His funeral, already once delayed, has seen a revisioning — or at least a remembrance — of Nigeria's bloody civil war in a country where an almost collective amnesia about the event still exists. President Goodluck Jonathan has repeatedly mentioned Ojukwu and his legacy, something previous unheard of. Ojukwu's coffin also has been transported around the country under a military honor guard.
For his family, that honor means a lot after seeing much of the family's wealth confiscated at the end of the civil war and Ojukwu living in exile for more than a decade.

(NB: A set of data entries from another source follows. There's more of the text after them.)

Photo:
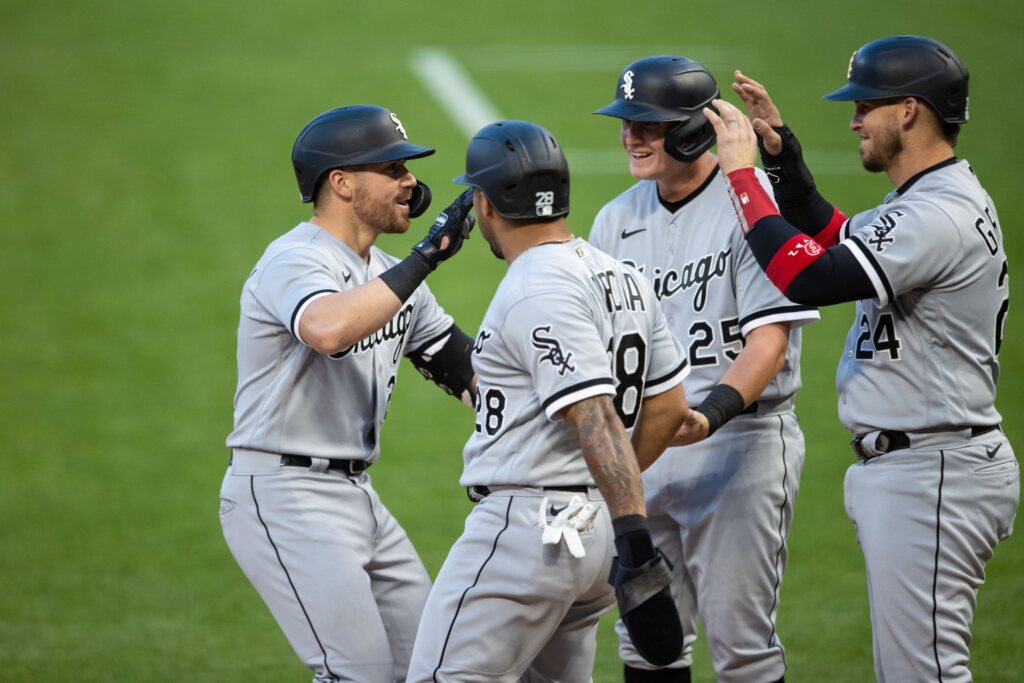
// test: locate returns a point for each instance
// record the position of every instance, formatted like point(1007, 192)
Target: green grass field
point(143, 168)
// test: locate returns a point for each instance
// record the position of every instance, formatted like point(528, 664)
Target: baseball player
point(572, 356)
point(937, 485)
point(326, 317)
point(720, 510)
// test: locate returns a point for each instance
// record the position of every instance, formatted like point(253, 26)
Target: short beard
point(380, 214)
point(887, 146)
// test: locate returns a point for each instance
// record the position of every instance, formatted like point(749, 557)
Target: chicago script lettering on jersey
point(395, 329)
point(695, 273)
point(553, 350)
point(883, 227)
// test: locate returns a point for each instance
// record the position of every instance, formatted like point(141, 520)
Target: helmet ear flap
point(686, 140)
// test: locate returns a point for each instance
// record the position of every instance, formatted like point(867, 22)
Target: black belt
point(477, 494)
point(890, 439)
point(347, 466)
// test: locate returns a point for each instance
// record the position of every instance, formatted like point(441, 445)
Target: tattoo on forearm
point(609, 457)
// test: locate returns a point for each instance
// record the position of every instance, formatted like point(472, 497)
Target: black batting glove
point(420, 201)
point(455, 223)
point(641, 577)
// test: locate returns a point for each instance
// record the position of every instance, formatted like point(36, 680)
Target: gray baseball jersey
point(567, 323)
point(714, 293)
point(922, 359)
point(292, 399)
point(923, 354)
point(337, 571)
point(710, 285)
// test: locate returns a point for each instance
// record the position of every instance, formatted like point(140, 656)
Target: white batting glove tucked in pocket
point(574, 517)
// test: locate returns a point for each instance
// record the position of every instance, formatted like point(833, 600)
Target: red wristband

"He was a passionate man who wanted very much to leave his footprints in the history of his country," his brother Lotanna Ojukwu said.

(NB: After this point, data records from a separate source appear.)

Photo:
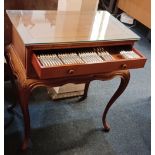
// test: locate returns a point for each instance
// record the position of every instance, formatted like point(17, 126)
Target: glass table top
point(35, 27)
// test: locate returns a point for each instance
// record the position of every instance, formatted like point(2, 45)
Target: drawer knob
point(71, 71)
point(124, 66)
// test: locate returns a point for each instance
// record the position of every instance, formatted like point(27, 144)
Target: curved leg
point(24, 99)
point(85, 92)
point(125, 77)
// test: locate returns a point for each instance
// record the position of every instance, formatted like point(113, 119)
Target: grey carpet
point(69, 128)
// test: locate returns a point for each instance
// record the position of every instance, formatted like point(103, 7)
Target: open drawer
point(119, 61)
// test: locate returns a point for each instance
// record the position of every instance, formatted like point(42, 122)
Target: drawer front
point(86, 69)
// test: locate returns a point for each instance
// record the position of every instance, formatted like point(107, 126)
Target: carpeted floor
point(69, 128)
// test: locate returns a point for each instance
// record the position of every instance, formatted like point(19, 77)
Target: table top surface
point(44, 27)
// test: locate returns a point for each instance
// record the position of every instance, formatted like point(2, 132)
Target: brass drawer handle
point(71, 71)
point(124, 66)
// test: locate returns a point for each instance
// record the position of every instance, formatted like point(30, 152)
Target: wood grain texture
point(26, 86)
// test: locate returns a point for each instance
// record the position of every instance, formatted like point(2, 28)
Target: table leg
point(85, 92)
point(125, 77)
point(24, 100)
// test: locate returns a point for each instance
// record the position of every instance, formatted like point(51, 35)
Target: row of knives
point(98, 55)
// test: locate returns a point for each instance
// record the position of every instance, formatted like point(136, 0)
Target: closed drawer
point(118, 62)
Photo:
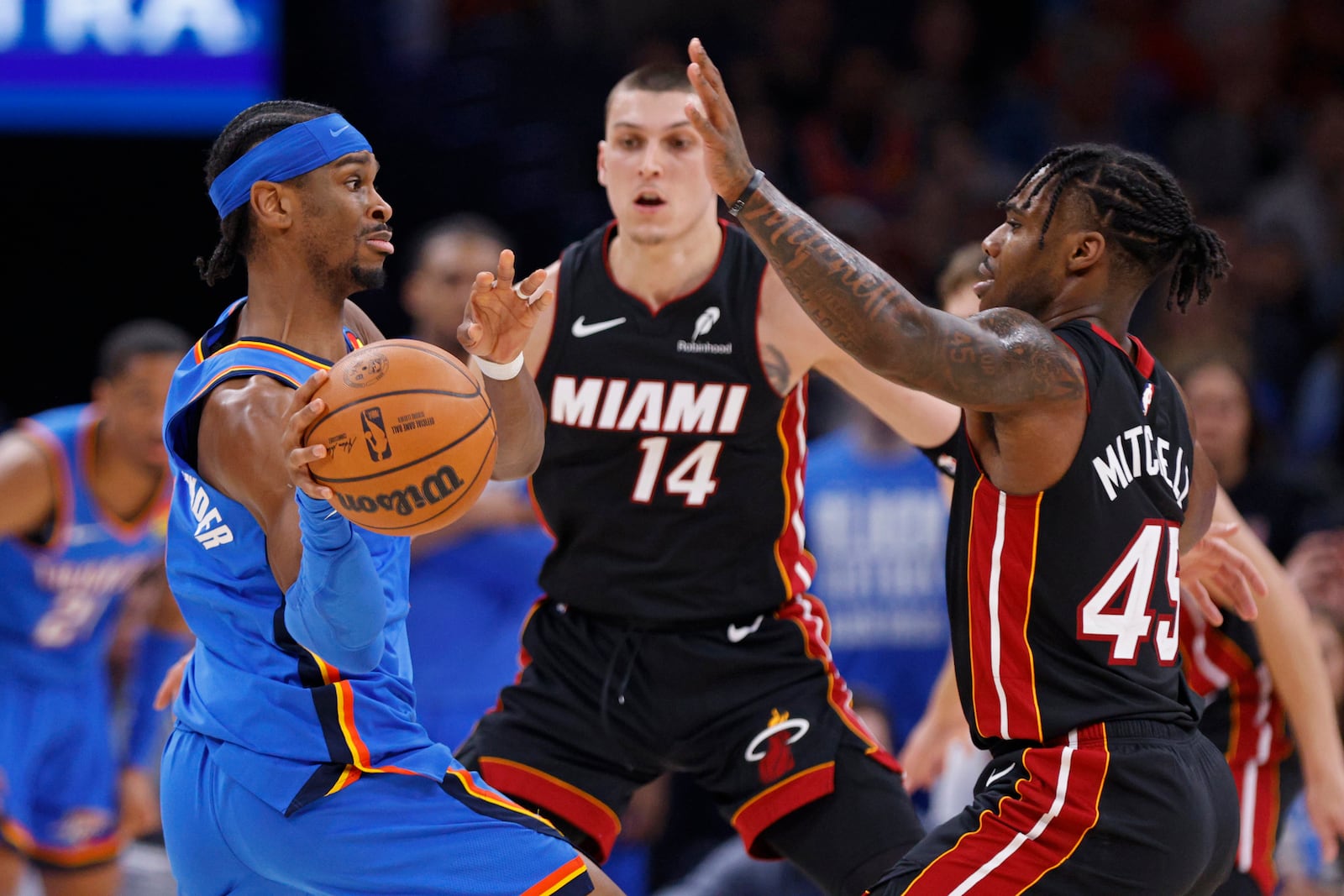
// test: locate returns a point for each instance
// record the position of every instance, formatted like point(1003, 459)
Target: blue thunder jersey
point(60, 593)
point(281, 721)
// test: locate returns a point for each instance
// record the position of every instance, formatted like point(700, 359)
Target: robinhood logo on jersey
point(703, 324)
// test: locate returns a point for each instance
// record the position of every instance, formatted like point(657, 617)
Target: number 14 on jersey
point(1132, 579)
point(691, 479)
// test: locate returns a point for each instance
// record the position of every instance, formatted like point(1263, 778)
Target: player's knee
point(846, 841)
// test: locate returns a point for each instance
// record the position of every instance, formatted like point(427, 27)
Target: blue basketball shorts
point(58, 773)
point(385, 835)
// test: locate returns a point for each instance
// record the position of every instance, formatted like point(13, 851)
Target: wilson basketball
point(410, 437)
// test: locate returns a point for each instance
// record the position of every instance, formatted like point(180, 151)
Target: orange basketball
point(410, 437)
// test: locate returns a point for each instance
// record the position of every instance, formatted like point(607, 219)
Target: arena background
point(900, 121)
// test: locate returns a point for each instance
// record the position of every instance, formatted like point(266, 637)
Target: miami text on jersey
point(648, 406)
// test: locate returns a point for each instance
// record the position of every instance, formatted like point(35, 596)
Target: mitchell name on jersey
point(1140, 452)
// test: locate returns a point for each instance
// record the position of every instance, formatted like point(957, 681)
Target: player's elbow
point(351, 647)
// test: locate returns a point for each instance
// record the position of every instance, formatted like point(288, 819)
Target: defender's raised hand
point(725, 152)
point(499, 316)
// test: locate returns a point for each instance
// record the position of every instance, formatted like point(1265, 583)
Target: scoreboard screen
point(134, 66)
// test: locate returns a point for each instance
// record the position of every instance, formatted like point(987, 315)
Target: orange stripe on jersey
point(60, 464)
point(87, 853)
point(358, 748)
point(558, 879)
point(1028, 833)
point(1001, 571)
point(1258, 792)
point(797, 567)
point(1242, 728)
point(328, 672)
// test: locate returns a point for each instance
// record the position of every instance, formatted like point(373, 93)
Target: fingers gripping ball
point(410, 437)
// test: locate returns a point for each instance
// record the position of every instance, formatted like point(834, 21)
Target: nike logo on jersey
point(738, 633)
point(85, 533)
point(582, 329)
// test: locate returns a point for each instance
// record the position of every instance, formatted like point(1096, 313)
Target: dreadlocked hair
point(1140, 206)
point(249, 128)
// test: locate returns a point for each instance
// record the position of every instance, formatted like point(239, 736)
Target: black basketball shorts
point(753, 708)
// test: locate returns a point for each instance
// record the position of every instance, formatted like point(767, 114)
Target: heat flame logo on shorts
point(772, 748)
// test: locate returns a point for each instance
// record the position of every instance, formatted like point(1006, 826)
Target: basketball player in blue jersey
point(81, 527)
point(678, 631)
point(1079, 486)
point(297, 765)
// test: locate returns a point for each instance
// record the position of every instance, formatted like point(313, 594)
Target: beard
point(367, 275)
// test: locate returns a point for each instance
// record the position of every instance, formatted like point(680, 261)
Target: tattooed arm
point(1000, 360)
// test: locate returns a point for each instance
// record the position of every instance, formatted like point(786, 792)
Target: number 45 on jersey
point(1131, 582)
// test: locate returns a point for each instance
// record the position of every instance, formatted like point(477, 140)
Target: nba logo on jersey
point(375, 434)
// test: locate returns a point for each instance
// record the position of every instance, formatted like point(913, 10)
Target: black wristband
point(754, 184)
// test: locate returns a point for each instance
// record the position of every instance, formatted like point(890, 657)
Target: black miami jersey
point(672, 472)
point(1065, 604)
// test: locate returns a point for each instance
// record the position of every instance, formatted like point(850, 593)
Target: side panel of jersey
point(1243, 718)
point(1065, 605)
point(62, 597)
point(672, 473)
point(284, 723)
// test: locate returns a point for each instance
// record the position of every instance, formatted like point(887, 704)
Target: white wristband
point(501, 371)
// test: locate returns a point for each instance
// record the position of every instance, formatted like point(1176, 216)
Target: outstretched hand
point(501, 316)
point(726, 160)
point(1215, 573)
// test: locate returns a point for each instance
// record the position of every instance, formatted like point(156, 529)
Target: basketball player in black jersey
point(676, 631)
point(1079, 486)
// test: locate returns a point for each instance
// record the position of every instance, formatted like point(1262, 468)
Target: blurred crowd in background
point(900, 125)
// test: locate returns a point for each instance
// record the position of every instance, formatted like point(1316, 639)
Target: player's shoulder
point(246, 399)
point(360, 322)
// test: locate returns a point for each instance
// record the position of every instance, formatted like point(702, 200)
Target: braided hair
point(249, 128)
point(1139, 206)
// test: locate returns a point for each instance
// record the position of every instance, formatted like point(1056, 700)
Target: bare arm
point(496, 328)
point(941, 725)
point(1284, 631)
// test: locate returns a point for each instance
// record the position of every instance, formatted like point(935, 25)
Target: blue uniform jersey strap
point(64, 584)
point(286, 723)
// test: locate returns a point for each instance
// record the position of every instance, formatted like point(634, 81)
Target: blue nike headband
point(289, 154)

The roots of Biafra came from a 1966 coup in Nigeria, a former British colony that had gained independence only six years earlier. The coup, led primarily by army officers from the Igbo ethnic group from Nigeria's southeast, saw soldiers shoot and kill Prime Minister Abubakar Tafawa Balewa, a northerner, as well as the premier of northern Nigeria, Ahmadu Bello.
The coup failed, but the country still fell under military control. Northerners, angry about the death of its leaders, attacked Igbos living there. As many as 10,000 people died in resulting riots. Many Igbos fled back to Nigeria's southeast, their traditional home.
Ojukwu, then 33, served as the military governor for the southeast. The son of a knighted millionaire, Ojukwu studied history at Oxford and attended a military officer school in Britain. In 1967, he declared the largely Igbo region — including part of the oil-rich Niger Delta — as the Republic of Biafra. The new republic used the name of the Atlantic Ocean bay to its south, its flag a rising sun set against a black, green and red background.
The announcement sparked 31 months of fierce fighting between the breakaway republic and Nigeria. Under Gen. Yakubu "Jack" Gowon, Nigeria adopted the slogan "to keep Nigeria one is a task that must be done" and moved to reclaim a region vital to the country's finances.
Despite several pushes by Biafran troops, Nigerian forces slowly strangled Biafra into submission. Caught in the middle were Igbo refugees increasingly pushed back as the front lines fell. The region, long reliant on other regions of Nigeria for food, saw massive food shortages despite international aid.
The enduring images, seen on television and in photographs, show starving Biafran children with distended stomachs and stick-like arms. Many died as hunger became a weapon wielded by both sides.
Nigeria's Igbo people have since been largely marginalized in the country's politics, despite being one of the nation's top ethnic groups. Many hope for that to change in the upcoming 2015 presidential election, as there's been discussion about the nation's ruling party picking an Igbo as its candidate.